Im Geopark Schieferland könnt Ihr ihn auf keinen Fall übersehen, denn viele Wanderwege führen auf Schieferhalden, zum Beispiel in der Nähe des Dürrenwaidenhammers bei Geroldsgrün. Das heißt, Ihr geht bei Schritt und Tritt auf Schiefer. Allerdings: Was dort so herumliegt, ist ziemlich wertlos. Genauer gesagt ist es der Abfall des Schiefers, der im Tagebau und später unter Tage abgebaut wurde. Denn: „Es sind nur zehn Prozent des abgebauten Schiefers für Ziegeln und Fassaden verwertbar“, erklärt Nicole Wittig im Deutschen Schiefertafel Museum in Ludwigsstadt. Die restlichen 90 Prozent sind eben der Müll, auf dem in der Zwischenzeit Wald wächst.

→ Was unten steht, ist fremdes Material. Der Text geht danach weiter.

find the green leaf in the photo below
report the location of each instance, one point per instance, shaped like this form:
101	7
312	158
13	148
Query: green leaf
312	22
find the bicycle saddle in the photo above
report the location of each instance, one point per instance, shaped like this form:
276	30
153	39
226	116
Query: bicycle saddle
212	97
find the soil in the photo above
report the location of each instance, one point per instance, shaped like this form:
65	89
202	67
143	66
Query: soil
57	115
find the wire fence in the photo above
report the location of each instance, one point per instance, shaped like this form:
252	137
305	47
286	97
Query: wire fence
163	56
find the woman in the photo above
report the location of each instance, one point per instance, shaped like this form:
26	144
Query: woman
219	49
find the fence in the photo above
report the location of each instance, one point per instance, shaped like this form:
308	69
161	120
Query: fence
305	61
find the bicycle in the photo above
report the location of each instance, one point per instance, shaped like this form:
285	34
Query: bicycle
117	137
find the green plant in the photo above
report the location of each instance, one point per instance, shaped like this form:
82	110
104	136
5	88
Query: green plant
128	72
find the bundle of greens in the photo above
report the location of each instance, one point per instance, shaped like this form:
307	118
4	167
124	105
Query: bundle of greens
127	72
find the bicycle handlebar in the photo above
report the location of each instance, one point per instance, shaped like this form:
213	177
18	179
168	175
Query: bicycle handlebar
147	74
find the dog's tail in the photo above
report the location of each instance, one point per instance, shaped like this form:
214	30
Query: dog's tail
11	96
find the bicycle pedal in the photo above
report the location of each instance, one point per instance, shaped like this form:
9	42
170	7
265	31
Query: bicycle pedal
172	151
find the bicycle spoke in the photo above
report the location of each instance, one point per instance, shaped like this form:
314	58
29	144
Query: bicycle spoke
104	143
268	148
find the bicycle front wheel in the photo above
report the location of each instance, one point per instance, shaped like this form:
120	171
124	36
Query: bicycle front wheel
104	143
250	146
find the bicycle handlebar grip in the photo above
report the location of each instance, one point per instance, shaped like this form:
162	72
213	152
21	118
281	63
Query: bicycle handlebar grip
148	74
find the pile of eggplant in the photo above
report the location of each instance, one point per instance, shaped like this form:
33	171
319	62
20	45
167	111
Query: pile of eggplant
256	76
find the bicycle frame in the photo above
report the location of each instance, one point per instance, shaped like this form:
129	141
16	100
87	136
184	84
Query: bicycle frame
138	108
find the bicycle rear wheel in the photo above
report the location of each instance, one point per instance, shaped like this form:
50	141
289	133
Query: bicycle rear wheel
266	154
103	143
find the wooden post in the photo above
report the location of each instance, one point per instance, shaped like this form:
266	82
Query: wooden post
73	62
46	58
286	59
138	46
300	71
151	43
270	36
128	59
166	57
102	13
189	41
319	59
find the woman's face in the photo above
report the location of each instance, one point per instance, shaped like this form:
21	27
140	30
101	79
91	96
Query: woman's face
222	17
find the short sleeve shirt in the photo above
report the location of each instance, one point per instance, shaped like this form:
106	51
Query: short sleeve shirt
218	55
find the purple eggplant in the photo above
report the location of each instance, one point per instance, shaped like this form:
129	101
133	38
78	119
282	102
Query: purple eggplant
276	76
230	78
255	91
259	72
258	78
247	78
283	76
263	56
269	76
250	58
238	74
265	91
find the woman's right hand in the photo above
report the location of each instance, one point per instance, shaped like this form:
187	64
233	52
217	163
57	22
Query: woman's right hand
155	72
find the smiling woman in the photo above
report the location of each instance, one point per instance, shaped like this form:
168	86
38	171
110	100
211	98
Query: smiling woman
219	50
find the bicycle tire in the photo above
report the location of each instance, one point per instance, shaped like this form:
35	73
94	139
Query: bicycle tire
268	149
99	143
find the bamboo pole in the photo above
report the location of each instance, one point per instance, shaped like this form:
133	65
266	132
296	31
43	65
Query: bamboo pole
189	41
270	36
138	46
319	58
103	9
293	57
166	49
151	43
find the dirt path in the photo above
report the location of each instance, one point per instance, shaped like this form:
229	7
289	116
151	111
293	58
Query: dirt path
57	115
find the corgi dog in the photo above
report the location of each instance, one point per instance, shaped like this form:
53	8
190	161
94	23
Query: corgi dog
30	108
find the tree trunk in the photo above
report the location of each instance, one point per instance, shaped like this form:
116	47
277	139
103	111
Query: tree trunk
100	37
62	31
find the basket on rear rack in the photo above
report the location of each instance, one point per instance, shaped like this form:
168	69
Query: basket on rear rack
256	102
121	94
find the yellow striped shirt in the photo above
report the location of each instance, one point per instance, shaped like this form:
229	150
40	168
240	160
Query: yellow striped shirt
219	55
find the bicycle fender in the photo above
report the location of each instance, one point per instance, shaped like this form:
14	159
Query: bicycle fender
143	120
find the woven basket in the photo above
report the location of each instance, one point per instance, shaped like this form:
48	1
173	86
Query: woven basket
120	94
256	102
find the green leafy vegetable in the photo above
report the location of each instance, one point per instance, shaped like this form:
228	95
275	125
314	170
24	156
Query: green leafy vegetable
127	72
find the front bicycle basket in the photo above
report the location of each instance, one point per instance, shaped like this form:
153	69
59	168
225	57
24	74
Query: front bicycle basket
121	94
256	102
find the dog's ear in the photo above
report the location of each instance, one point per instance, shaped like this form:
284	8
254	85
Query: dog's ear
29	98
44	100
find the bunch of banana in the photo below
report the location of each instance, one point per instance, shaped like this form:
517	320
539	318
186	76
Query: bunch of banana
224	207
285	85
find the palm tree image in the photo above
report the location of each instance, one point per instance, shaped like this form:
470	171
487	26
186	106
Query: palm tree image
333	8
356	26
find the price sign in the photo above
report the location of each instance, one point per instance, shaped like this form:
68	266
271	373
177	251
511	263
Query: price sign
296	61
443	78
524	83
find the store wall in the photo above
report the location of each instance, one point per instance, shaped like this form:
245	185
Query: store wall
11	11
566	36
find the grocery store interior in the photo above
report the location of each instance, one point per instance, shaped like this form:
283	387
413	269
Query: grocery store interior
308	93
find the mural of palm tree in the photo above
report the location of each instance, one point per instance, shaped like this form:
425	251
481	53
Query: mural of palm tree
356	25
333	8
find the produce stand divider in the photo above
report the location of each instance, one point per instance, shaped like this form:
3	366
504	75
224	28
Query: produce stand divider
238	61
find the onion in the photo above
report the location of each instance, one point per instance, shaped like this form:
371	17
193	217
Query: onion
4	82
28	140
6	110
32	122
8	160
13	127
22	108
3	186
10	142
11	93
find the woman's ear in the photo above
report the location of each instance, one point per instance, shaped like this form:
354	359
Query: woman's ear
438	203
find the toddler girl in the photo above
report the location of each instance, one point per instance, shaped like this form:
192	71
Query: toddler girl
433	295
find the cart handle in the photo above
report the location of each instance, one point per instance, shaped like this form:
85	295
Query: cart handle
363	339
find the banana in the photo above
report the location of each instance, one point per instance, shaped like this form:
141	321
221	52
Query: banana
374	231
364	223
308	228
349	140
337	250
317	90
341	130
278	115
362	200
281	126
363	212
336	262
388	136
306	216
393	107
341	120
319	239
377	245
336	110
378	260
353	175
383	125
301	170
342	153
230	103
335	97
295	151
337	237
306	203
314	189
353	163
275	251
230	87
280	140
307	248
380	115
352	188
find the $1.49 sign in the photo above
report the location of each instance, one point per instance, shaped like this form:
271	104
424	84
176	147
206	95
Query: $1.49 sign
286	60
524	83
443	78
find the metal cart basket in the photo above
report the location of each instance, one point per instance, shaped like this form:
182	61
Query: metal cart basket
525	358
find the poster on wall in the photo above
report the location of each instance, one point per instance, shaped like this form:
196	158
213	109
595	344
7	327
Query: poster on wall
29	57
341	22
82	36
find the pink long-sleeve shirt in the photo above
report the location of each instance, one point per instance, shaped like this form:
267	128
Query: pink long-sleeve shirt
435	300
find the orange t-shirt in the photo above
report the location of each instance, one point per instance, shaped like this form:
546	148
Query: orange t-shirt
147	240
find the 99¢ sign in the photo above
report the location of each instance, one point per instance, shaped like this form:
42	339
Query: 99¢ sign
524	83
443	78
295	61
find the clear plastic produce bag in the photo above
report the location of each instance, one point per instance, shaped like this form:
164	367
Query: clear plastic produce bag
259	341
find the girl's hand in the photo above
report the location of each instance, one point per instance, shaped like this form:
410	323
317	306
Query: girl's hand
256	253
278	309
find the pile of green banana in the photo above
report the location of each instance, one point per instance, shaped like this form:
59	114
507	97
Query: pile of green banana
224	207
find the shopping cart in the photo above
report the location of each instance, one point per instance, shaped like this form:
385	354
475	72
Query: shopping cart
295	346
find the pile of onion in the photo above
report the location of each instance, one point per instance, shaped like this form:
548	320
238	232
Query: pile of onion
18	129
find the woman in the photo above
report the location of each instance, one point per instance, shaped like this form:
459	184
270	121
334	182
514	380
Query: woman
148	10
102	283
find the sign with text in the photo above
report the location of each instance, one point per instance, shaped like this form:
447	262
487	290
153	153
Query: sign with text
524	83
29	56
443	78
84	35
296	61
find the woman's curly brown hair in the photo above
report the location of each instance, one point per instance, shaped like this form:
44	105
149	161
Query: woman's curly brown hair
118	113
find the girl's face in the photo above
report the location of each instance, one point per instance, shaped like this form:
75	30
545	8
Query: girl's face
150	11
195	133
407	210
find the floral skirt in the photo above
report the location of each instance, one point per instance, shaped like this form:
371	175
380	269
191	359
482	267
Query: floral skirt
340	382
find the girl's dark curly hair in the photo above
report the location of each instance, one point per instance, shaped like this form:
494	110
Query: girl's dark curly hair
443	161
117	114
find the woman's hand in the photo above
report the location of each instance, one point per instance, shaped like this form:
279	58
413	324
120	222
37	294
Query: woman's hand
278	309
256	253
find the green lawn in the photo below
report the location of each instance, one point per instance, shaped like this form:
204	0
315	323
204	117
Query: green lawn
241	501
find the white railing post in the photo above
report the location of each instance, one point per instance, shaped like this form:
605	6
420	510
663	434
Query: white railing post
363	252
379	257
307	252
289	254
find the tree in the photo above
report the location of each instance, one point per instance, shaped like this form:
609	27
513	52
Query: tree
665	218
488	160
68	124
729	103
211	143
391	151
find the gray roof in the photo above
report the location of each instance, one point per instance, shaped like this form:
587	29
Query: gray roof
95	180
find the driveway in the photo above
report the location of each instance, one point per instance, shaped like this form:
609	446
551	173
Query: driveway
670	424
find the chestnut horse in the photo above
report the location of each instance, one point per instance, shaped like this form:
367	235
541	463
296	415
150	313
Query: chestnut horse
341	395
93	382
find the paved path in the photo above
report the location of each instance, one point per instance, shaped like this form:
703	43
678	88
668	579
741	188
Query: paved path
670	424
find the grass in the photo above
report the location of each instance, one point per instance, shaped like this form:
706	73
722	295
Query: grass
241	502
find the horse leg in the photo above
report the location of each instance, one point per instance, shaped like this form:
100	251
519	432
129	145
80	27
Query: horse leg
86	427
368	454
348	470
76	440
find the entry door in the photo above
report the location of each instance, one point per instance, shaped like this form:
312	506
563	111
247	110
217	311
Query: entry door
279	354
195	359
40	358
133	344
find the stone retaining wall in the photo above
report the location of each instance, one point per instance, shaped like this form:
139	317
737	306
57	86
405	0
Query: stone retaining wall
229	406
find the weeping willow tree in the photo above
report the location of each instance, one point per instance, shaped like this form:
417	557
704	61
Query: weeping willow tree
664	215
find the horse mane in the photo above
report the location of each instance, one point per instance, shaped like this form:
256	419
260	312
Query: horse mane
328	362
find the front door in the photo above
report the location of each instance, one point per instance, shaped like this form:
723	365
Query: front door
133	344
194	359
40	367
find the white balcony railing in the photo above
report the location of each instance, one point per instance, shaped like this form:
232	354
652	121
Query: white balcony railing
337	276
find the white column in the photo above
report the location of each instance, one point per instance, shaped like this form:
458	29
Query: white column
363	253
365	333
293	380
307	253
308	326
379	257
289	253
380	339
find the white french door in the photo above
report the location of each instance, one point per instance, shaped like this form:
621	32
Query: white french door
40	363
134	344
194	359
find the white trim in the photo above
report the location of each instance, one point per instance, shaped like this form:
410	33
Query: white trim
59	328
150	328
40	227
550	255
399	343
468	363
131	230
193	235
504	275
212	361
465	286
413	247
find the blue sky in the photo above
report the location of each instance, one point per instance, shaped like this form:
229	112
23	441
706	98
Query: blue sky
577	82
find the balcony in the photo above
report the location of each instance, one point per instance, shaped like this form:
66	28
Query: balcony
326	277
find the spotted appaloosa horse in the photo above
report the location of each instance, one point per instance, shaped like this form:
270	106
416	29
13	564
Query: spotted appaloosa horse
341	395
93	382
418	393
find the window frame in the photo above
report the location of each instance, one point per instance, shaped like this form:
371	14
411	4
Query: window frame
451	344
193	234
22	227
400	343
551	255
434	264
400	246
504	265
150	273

Schiefer und Wald prägen den Geopark Schieferland
Ganz spannend ist dabei, dass der ursprüngliche Frankenwald-Wald schon abgeholzt worden war, bevor Alexander von Humboldt von Bad Steben aus die Region entdeckte, analysierte und unter anderem eine erste Berufsschule bauen ließ. Schließlich brauchte man damals Brennstoff für die Eisenhütten. Danach wurden Fichten angepflanzt, aber heute, nach vielen Jahren, wächst auf den ehemals abgeholzten Flächen ein Wald, der eben nicht angepflanzt wurde: Birken, einige Kiefern, Heidelbeeren und auch Moose. Allerdings hat die Natur hier auch ihre eigenen Überlebensstrategien entwickelt. „Die Schieferhalden werden nämlich 70 bis 80 Grad heiß, wenn die Sonne darauf scheint“, sagt Kreisheimatpfleger Siegfried Scheidig. Und was machen die Fichten? Sie verlieren nicht ihre unteren Äste, sondern im Gegenteil wachsen sie knapp über der Erde stark in die Breite, um die Wurzeln mit ihrem Schatten vor dem Austrocknen zu schützen. Zumindest die, die nicht vom Borkenkäfer befallen sind.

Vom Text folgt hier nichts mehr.